Hash support for row types

Add hash functions for the record type as well as a hash operator family and operator class for the record type. This enables all the hash functionality for the record type such as hash-based plans for UNION/INTERSECT/EXCEPT DISTINCT, recursive queries using UNION DISTINCT, hash joins, and hash partitioning.

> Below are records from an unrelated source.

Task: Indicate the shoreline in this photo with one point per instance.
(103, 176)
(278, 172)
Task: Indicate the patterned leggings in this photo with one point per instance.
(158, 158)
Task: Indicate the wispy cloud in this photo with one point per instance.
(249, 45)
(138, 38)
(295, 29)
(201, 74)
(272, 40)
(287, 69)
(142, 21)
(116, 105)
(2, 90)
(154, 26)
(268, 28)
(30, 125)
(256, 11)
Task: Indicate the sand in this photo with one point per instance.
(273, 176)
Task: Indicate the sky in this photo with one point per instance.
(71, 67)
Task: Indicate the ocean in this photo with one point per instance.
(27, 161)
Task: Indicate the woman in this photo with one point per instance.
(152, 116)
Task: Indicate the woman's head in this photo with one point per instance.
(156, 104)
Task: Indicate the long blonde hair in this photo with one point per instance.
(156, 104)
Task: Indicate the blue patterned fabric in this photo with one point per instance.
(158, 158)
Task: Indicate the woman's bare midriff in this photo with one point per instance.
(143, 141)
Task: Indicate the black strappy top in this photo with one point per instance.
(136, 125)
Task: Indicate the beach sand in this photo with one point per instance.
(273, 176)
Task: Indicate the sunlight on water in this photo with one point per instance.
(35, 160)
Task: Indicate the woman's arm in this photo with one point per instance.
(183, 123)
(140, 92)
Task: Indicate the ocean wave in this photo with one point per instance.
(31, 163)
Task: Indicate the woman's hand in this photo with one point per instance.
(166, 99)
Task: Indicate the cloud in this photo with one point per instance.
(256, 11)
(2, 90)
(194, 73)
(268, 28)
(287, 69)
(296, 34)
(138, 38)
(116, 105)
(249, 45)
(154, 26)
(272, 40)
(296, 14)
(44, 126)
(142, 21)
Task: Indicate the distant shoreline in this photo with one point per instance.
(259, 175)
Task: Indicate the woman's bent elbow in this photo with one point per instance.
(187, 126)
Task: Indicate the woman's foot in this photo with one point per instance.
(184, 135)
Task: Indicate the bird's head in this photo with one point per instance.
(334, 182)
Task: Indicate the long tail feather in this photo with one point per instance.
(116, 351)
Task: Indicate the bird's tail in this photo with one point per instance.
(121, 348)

Reviewed-by: Tom Lane <tgl@sss.pgh.pa.us> Discussion: https://www.postgresql.org/message-id/flat/38eccd35-4e2d-6767-1b3c-dada1eac3124%402ndquadrant.com
author: Peter Eisentraut 2020-11-19 08:24:37 +0000
committer: Peter Eisentraut 2020-11-19 08:32:47 +0000
commit: 01e658fa74cb7e3292448f6663b549135958003b (patch)
tree: d87a206912e085d7bcdadc424b571055055e58e2 /src/test
parent: 7888b0999488511e4266f2134053fa3a6505a155 (diff)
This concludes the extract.